Le secteur de l'énergie du S&P 500 a progressé de 0,7 % et les valeurs des services aux collectivités (utilities) ont signé la plus forte hausse sectorielle avec un gain de 1,8 %.
"C'est la confusion autour du cessez-le-feu, le manque de clarté sur ses modalités et le fait qu'il ne soit pas encore réellement effectif... le marché se dit que la situation n'est peut-être pas aussi limpide qu'on le pensait initialement", a déclaré Dustin Thackeray, associé et responsable de la gestion de portefeuille chez Crewe Advisors.
À 11h34 ET, l'indice Dow Jones Industrial Average gagnait 44,47 points, soit 0,09 %, à 47 953,32 points, le S&P 500 s'adjugeait 14,67 points, soit 0,22 %, à 6 797,48 points et le Nasdaq Composite progressait de 59,52 points, soit 0,26 %, à 22 694,91 points.
La consommation discrétionnaire a soutenu le S&P 500, portée par un bond de 3,7 % d'Amazon.com après que son PDG a déclaré que les services d'IA de sa division de cloud généraient un chiffre d'affaires annualisé de plus de 15 milliards de dollars.
Cette performance a compensé les pertes du secteur technologique du S&P 500, Microsoft et Apple reculant respectivement de 1,4 % et 0,5 %. Les valeurs du logiciel ont subi des pressions, l'ETF iShares Expanded Tech-Software ayant cédé 3,9 %.
Les gains de Caterpillar et Honeywell ont contrebalancé les replis de Salesforce et IBM, soutenant ainsi le Dow Jones.
"Le conflit iranien a éclaté et les valeurs du logiciel n'ont pas autant corrigé que les autres... il s'agit peut-être simplement de prises de bénéfices et d'un repositionnement sur ces titres", a ajouté M. Thackeray.
Ces mouvements interviennent au lendemain de la plus forte progression quotidienne du S&P 500 et du Nasdaq en plus d'une semaine, et de celle du Dow Jones en un an.
Parallèlement, les données ont montré que l'inflation américaine a progressé comme prévu en février et a probablement continué de croître en mars dans le contexte de la guerre avec l'Iran, tandis que la croissance économique a ralenti plus que prévu au quatrième trimestre.
L'indice des prix à la consommation de vendredi pour le mois de mars sera au centre de l'attention, les investisseurs attendant de mesurer l'impact économique de la cherté du pétrole résultant du conflit.
Les intervenants sur le marché monétaire n'anticipent plus qu'environ 30 % de chances d'une baisse des taux de 25 points de base d'ici fin 2026, contre 56 % la veille, selon les données compilées par LSEG.
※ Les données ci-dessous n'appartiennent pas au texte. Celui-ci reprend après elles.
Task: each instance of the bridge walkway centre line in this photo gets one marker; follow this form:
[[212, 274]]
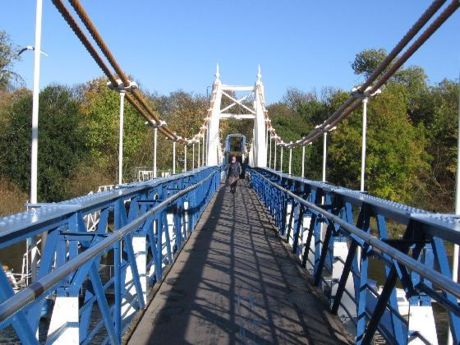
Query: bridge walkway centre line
[[235, 283]]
Ils tablaient sur deux baisses cette année avant le début de la guerre, tandis que les paris sur une hausse des taux en décembre ont également augmenté durant le conflit.
Parmi les valeurs actives, Constellation Brands a bondi de 6,4 % après que le fabricant de la bière Corona a publié une baisse de ses ventes au quatrième trimestre moins marquée que prévu.
Carlyle a reculé de 1,8 % après que son fonds phare de crédit privé a été frappé par une vague de rachat, nouveau signe de tensions dans le compartiment du crédit.
Les valeurs en hausse ont dépassé les valeurs en baisse selon un ratio de 1,15 contre 1 sur le NYSE et de 1,14 contre 1 sur le Nasdaq.
Le S&P 500 a enregistré 39 nouveaux plus hauts sur 52 semaines et 19 nouveaux plus bas, tandis que le Nasdaq Composite a inscrit 85 nouveaux plus hauts et 113 nouveaux plus bas.